La maîtrise de l’écriture poétique (rimée ou en vers libres) et la richesse, presque la préciosité, du vocabulaire sont d’autant plus remarquables que tous les poèmes furent écrits quand Sabine avait entre 12 et 15 ans. Mais il ne s’agit pas ici de s’extasier devant une sorte de « phénomène » : la valeur des poèmes est réelle, même s’il est impossible, comme quand on lit Anne Franck, d’apprécier l’œuvre en faisant totalement abstraction du très jeune âge de son auteur. Elle écrit des poèmes d’une grande maturité, percevant dans la présence des choses et des êtres l’écho d’une voix qui la pousse à écrire, et d’une grande sensibilité, étonnante pour une très jeune adolescente (à tel point que je crois que certains ont soupçonné, comme plus tard avec Minou Drouet, que les poèmes ne furent pas tous intégralement de sa main) :

Ne parle pas d’absence, toi qui ne sais pas. / Mets seulement ta joue contre la mienne. / As-tu jamais interrogé la porte qui doit s’ouvrir pour le retour / et désespéré… ? / As-tu jamais, au petit jour, songé qu’on pourrait / ne plus se revoir peut-être et imaginé ?... / Serre-moi plus fort. / Nos deux ombres séparées, que deviendraient-elles ?
(…)
La main de ton ami, ferme les doigts sur elle, et serre-la si fort que le sang de ton cœur y batte avec le sien au même rythme.

On pourrait penser que la densité de sa poésie, à la fois grave et poignante, résulte directement de la certitude d’une mort inéluctable et imminente mais ce n’est pas le cas, car son talent poétique s’était déjà manifesté bien avant sa blessure. Néanmoins, la souffrance et la présence de la mort hantent ses derniers poèmes, pétris de douleur comme l’indiquent les titres : « Jours de fièvre », « Douleur je vous déteste », (qui fut écrit en réaction au recueil d'Anna de Noailles : " L'honneur de souffrir "), « Un médecin ? », « Maladie », « Médecins », « Ah ! Laissez-moi crier », etc.

Vous parler

Vous parler ? Non. Je ne peux pas / Je préfère souffrir comme une plante, / Comme l’oiseau qui ne dit rien sur le tilleul. / Ils attendent. C’est bien. Puisqu’ils ne sont pas las / D’attendre, j’attendrai, de cette même attente.
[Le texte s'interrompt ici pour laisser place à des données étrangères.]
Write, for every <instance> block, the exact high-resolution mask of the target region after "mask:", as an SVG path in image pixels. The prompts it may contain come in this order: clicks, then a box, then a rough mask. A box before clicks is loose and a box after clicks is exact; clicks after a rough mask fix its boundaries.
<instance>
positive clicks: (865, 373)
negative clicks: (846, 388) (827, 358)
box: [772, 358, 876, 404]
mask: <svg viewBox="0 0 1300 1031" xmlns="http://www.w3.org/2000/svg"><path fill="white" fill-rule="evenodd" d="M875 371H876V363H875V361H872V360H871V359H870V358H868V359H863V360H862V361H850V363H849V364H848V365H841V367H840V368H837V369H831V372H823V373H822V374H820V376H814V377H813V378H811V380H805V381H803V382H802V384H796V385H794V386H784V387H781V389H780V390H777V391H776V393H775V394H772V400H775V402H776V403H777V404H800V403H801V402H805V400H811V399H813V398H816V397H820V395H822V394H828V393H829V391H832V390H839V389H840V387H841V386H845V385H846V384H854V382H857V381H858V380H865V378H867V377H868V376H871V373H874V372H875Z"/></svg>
Ils souffrent seuls. On doit apprendre à souffrir seul. / Je ne veux pas d’indifférents prêts à sourire / Ni d’amis gémissants. Que nul ne vienne. /

La plante ne dit rien. L’oiseau se tait. Que dire ? / Cette douleur est seule au monde, quoi qu’on veuille / Elle n’est pas celle des autres, c’est la mienne.
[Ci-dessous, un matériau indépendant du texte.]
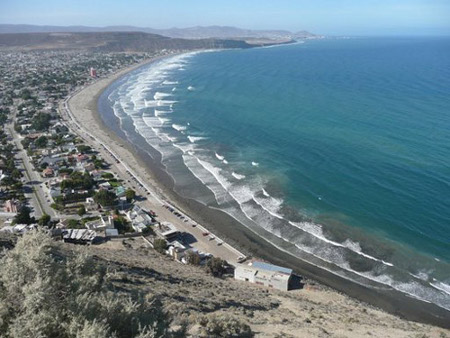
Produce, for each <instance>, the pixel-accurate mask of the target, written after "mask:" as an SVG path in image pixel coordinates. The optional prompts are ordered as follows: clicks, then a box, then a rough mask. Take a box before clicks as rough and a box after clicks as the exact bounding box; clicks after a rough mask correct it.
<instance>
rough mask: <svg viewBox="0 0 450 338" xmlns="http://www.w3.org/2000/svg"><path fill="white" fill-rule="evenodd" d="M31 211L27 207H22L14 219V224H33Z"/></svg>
mask: <svg viewBox="0 0 450 338" xmlns="http://www.w3.org/2000/svg"><path fill="white" fill-rule="evenodd" d="M30 214H31V209H30V208H28V207H27V206H22V207H21V208H20V209H19V211H18V212H17V215H16V216H15V217H14V219H13V223H14V224H31V223H33V219H32V218H31V216H30Z"/></svg>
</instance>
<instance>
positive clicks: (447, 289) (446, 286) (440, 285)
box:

Une feuille a son mal qu’ignore l’autre feuille, / Et le mal de l’oiseau, l’autre oiseau n’en sait rien.

On ne sait pas. On ne sait pas. Qui se ressemble ? / Et se ressemblât-on, qu’importe. Il me convient / De n’entendre ce soir nulle parole vaine.

J’attends – comme le font derrière la fenêtre / Le vieil arbre sans geste et le pinson muet… / Une goutte d’eau pure, un peu de vent, qui sait ? / Qu’attendent-ils ? Nous l’attendrons ensemble. / Le soleil leur a dit qu’il reviendrait, peut-être…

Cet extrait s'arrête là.